Estaba con Kou en la cocina buscando un jarrón para las flores, aun que Kou dijera que me estaba ayudando no era así, pues solo estaba sentado viendo como hacia mi esfuerzo por intentar alcanzarlos de un estante.
-Pandakohi-chan.- Llamo mi atención.
-¿SI?- Dije sin parar con lo que hacía.
-¿Tu y Azusa tienen algún tipo de unión amorosa?- Esa pregunta hizo que casi tirará un plato.
-¿Cómo se te ocurren semejantes cosas, Kou?- Musite un poco alterada y sonrojada.
-Ustedes se estaban por besar haya arriba.- Susurro como si eso le diera veracidad a lo que pregunto hace unos momentos.
- No nos íbamos a besar.- Me encogí de hombros después de bajar con un jarrón rosa en mis brazos.- Como te dijo Azusa, no interrumpiste nada importante.- Ese amargo recuerdo volvió a mi mente. Llene el jarrón hasta la mitad con agua del grifo, y lo puse en la mesa alado de los girasoles.- Una vez leí en uno de los libros que me dio Ruki, que los girasoles se les dan a las personas que aprecias, familia, amigos, pareja...- Empecé a poner delicadamente las flores en el jarrón con agua.
-Por eso te las traje, y porque son tus favoritas.- Sonrió parándose a mi lado.
- Y te lo agradezco muchísimo.- Su regalo me había alegrado en ese momento tan doloroso.
- ¿Sabes que es lo que me gusta de que no le pertenezcas a Azusa, Pandakohi-chan?- Se acerco a mi por detrás.- Es que puedo probar tu dulce sangre cuando quiera.- Dijo lo ultimo con una voz bastante tenebrosa, hizo a un lado mi cabello y incrusto sus colmillos en mi cuello.
Dolía, sin duda alguna, pero ellos tenían la libertad de beber de mi cuando quisieran, pues era mi forma de devolverles todo lo que han hecho por mí. Cerré mis ojos, empecé a marearme poco a poco, justo cuando creí que me caería Kou me soltó. Me apoye en la mesa y cuidadosamente me senté en una silla.
-Sí que tenía hambre.- Musito contento limpiando el hilo de sangre que salía por su comisura del labio, y después se sentó en la silla que estaba alado de la mía.
-Oye, ¿Kou?-Llame su atención aun tenia dolor en el cuello.
-¿Qué pasa?
-¿A qué sabe mi sangre?- Al parecer mi pregunta le había parecido interesante, pero es que ellos siempre me decían lo bien que sabía, y a decir verdad yo había intentado probarla una que otras veces, pero el sabor solo me causaba repugnancia.
- Veras es como un sabor a chocolate dulce, pero no empalagoso.-Le lance una mirada desconcertada.- Es obvio que no comprenderías, Pandakohi-chan, pues tus papilas gustativas son distintas a las nuestras.
-¿Es solo cuestión de sabor, o también tiene que ver con que los satisfaga?- Pregunte de nuevo, sentí que cada respuesta que me diera me sacaría otra duda.

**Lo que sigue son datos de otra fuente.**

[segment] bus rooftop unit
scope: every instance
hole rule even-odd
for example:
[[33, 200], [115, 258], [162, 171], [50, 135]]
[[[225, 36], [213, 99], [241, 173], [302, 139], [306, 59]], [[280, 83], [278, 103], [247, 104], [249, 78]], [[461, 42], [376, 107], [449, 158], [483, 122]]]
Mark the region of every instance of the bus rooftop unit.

- Uhmm... Mejor llamemos a Ruki.- Exclamo al ver que ya no tenía la respuesta a mi pregunta, así que nos levantamos para buscar a Ruki.
Cuando lo encontramos caminando por un pasillo Kou llamo su atención y él se detuvo a lo cual nosotros nos acercamos rápidamente.
-Eh, Ruki; Pandakohi-chan tiene una pregunta.- Le hizo saber Kou.
- ¿Cuál es tu pregunta, ____?- Ambos me pusieron total y completa atención.
- Ah.- Aclare un poco mi garganta.- Su sed por la sangre, ¿Es únicamente por degustación o por necesidad?
- Valla, que curiosa eres.- Con una sonrisa enorme me miro con gracia.